В те сумерки, когда я впервые забирался на чердак своего дома для очередного ночлега, Татьяна меня видела. Но чтобы не спугнуть, виду не подала. А ночью, когда я спал на подстилке для сушки голубицы, она поднялась ко мне и, разбудив, за руку привела в дом. В доме не ругалась, не била, а заставила умыться, накормила и уложила спать. Утром, когда я проснулся, её в доме не было. Пахло варёной картошкой, обжитостью, щемящим уютом. Я встал с постели, походил по комнате, разглядывая её содержимое как бы заново, со стороны, и понял, что всё в ней, казавшееся ещё вчера родным и близким, было уже чужим. На табуретке стояла сумка, сшитая или сплетённая из кусочков кожи. Из неё тоненькой струйкой шёл пар. Я заглянул в неё. Там на дне, в бумажном пакете, лежало несколько варёных, ещё горячих, картошек.

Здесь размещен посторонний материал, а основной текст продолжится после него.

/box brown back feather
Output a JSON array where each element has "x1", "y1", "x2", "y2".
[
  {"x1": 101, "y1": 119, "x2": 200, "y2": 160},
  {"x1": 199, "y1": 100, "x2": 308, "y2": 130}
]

Там же стояла бутылка, закрытая бумажной пробкой, как позже узнал, с чаем. Татьяна, видимо, только что вышла.

Я уже умылся, стал одеваться, когда она пришла. «Встал? – спросила она. - А я за хлебом ходила». Принесённый хлеб – нашу суточную пайку - она тоже уложила в эту сумку. Завтракали молча. Чувствовалась напряжённость, ожидание чего-то недосказанного. После завтрака достала из сундука чистые майку и трусишки, шерстяной костюмчик – толстовочка с шортиками на лямочках, подаренный мне дядей Колей в его последний приезд за бабушкой и Гошкой. Всё это она мне велела надеть вместо моего замызганного хламья, что было на мне. Я послушался. Она помогла мне рамправить и застегнуть лямочки на шортиках, после чего оглядела всего вокруг и, видимо, удовлетворённая осмотром, с какой-то решимостью в голосе сказала: «Ну вот и всё. Тепрь пошли». Я не стал спрашивать куда. Мне было всё равно. Я уже ощутил свою обречённость, понял, что ничего не смогу изменить в каком-то надвигающемся новом этапе моего будущего.

На улице моросил дождь. В его мелкой, почти невидимой, мороси уже проглядывалось первое дуновение осени. От этого ещё тоскливее и обречённее я почувствовал своё одиночество. Мыслей о побеге не было, к тому же, уводя в неизвестность, Татьяна крепко держала меня за руку. Неизвестностью оказался вокзал. Потолкавшись немного на перроне, она подвела меня к одному из вагонов прибывшего с запада поезда. Переговорив о чём-то с высыпавшими из него солдатами, Татьяна отвела меня в сторону и со словами: «Ты мне не сын», как-то неуверенно, суетливо сунула мне в руки пустой конверт с номером полевой почты в Куйбышевке-Восточной . Потом, как бы спохватившись, вытащила откуда-то из-за пазухи 46 рублей и подала мне их вместе с той, запомнившейся на всю жизнь кожаной сумкой: «Это тебе на дорогу. И ещё – ты уже не маленький, знай, я тебе не мать, поезжай к отцу, адрес на конверте, не затеряешься, найдёшь». Всё это при абсолютной сухости глаз, ни слезинки, ни раскаяния. Никаких наставлений, напутствий на дорогу, кроме одного: «Заберись на третью полочку, за решётку для багажа, проводники тебя там не заметят, ты маленький, а дяденьки военные не выдадут, я им сказала. И смотри, не вылазь оттуда до самой Куйбышевки. Хлеб и картошку можно поесть за решёткой. Чай в бутылке».

Гудок паровоза и, прощай Сиваки, мама-Таня, прощай всё, что ещё как-то связывало меня, моё раннее-взрослое детство с родственниками и родными. Впереди - беспризорность. Мне шёл девятый год отроду. Был 1942 год, второй год войны.